Participating in the Research Supplements for Underrepresented Minorities program also helped me develop and hone my technology skills. I received training in several computer programs used to conduct the study. For example, I use Food Processor almost daily to calculate participants’ daily caloric and fat intake by entering data from daily food diaries. I have created Excel databases to make computations easier. For example, I created a spreadsheet that computes the average caloric and fat intake for the 14 days that the participants keep the food diaries. I also use SPSS, a statistical analysis software program, to enter and analyze data.
In addition, I learned to formulate and answer my own research questions based on the data from the study, which helped sharpen my analytical skills. I presented my preliminary findings at a poster session at an undergraduate research symposium. This gave me the opportunity to see the entire research process from beginning to end while learning how to explain the data and answer questions about the study. This was valuable practice for future presentations and for building my networking skills.
Attending research conferences was still another important aspect of my research training. I traveled to Nashville to attend the Society of Behavioral Medicine’s annual meeting, where I heard presentations by researchers from numerous disciplines that focused on health and behavior.
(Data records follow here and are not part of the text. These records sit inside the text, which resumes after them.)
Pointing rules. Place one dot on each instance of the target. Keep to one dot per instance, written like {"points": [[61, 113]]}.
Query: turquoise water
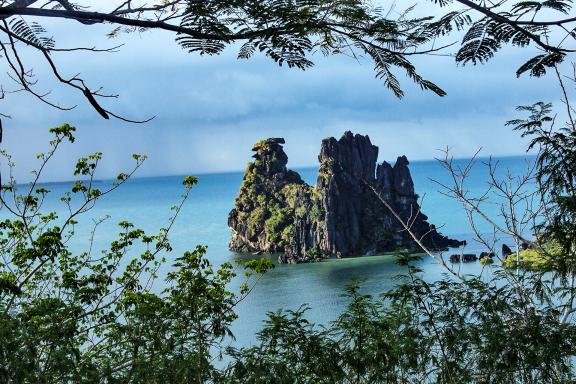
{"points": [[146, 202]]}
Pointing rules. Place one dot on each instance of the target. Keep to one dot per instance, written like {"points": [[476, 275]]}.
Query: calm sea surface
{"points": [[146, 202]]}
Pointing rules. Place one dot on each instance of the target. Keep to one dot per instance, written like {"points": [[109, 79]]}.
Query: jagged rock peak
{"points": [[353, 154], [270, 155]]}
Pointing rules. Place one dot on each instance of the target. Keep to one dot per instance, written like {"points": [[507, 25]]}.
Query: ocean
{"points": [[146, 202]]}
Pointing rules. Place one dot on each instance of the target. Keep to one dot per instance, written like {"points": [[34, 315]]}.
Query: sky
{"points": [[210, 110]]}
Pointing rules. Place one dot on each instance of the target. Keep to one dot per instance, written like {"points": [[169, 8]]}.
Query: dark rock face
{"points": [[341, 216]]}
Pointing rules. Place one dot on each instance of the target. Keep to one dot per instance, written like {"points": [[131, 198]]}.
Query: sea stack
{"points": [[341, 216]]}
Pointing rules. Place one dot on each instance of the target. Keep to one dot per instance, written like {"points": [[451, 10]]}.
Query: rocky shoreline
{"points": [[341, 216]]}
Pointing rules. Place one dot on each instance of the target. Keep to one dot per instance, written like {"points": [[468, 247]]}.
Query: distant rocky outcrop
{"points": [[341, 216]]}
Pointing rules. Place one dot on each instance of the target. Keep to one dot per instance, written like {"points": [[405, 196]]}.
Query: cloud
{"points": [[210, 110]]}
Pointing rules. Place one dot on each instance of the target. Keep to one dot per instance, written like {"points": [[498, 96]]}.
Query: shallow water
{"points": [[146, 202]]}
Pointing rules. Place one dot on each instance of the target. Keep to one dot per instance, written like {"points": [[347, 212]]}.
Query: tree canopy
{"points": [[289, 32]]}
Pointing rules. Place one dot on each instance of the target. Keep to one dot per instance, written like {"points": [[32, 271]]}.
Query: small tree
{"points": [[93, 316]]}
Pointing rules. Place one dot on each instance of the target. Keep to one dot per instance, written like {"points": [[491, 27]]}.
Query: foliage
{"points": [[85, 317], [518, 23], [535, 259], [420, 332]]}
I was even able to have an expert consultation with Norman B. Anderson, PhD, former director of the Office of Behavioral and Social Sciences Research at NIH, who offered suggestions about various NIH programs geared towards nursing. He applauded me for getting an early start in my research career and encouraged me to continue in the path I had chosen.
I also participated in a summer research institute sponsored by the NINR-funded Center for Health Promotion Research at my nursing school. This conference focused on how to prepare grant proposals, grant-writing tips and other key issues about seeking funding and conducting research. Here, too, I gained information that will help me throughout the rest of my career.
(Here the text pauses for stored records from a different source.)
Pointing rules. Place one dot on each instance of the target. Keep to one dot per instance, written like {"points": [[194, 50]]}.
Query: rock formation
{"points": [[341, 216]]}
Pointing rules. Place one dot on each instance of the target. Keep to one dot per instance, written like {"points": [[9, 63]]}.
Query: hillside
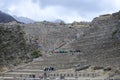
{"points": [[13, 47], [5, 18]]}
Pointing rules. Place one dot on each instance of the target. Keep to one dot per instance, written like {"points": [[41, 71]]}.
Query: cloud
{"points": [[67, 10], [34, 11]]}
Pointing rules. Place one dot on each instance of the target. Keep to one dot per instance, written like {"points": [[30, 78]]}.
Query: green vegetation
{"points": [[114, 32], [36, 54]]}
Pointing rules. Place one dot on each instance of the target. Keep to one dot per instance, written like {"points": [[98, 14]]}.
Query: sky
{"points": [[66, 10]]}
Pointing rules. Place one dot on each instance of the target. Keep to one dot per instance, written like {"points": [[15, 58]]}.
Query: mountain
{"points": [[24, 19], [5, 18]]}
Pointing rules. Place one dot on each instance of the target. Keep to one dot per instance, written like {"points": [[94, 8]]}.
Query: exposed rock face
{"points": [[98, 40], [13, 46]]}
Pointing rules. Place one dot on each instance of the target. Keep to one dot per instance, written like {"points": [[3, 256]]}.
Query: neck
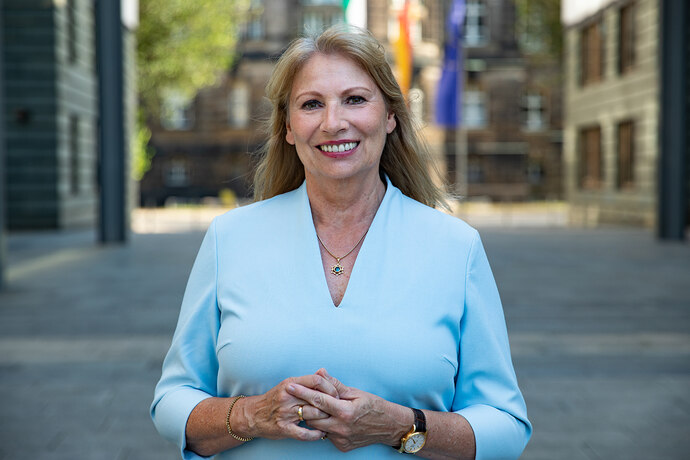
{"points": [[345, 204]]}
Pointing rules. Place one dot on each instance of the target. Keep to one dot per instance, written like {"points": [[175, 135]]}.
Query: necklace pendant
{"points": [[337, 269]]}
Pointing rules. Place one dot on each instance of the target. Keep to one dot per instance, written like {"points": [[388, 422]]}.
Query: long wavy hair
{"points": [[406, 158]]}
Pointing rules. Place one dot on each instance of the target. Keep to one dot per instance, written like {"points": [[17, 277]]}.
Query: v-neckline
{"points": [[315, 252]]}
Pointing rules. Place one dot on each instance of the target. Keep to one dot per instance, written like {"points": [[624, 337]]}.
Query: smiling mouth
{"points": [[338, 148]]}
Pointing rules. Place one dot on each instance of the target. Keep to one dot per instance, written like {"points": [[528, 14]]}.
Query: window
{"points": [[626, 38], [74, 159], [473, 109], [71, 30], [254, 27], [177, 174], [238, 106], [590, 167], [626, 154], [533, 108], [592, 55], [318, 15], [176, 112], [475, 23]]}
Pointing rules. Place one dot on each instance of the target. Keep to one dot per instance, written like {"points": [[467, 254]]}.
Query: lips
{"points": [[338, 148]]}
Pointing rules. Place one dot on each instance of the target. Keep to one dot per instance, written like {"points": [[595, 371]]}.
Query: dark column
{"points": [[111, 173], [3, 178], [673, 121]]}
All of these intensive training experiences have increased my comfort level with research and provided me with essential research skills. Most important of all, I have been able to see first-hand the enormous importance of nursing research, especially in the area of minority health issues and the need to have more minorities conducting research.
Because of my participation in the Research Supplements for Underrepresented Minorities program, I plan to become a nurse researcher and faculty member. The solid experience in research I have gained will give me the edge I need to transition smoothly from undergraduate to graduate school, as well as the confidence of knowing that I am well-prepared to be a successful nurse researcher with a long and thriving career.
Authors’ note: Experiences in the Research Supplements for Underrepresented Minorities program described in this article were supported by the National Institute of Nursing Research grant R15NR04481-01A1S1.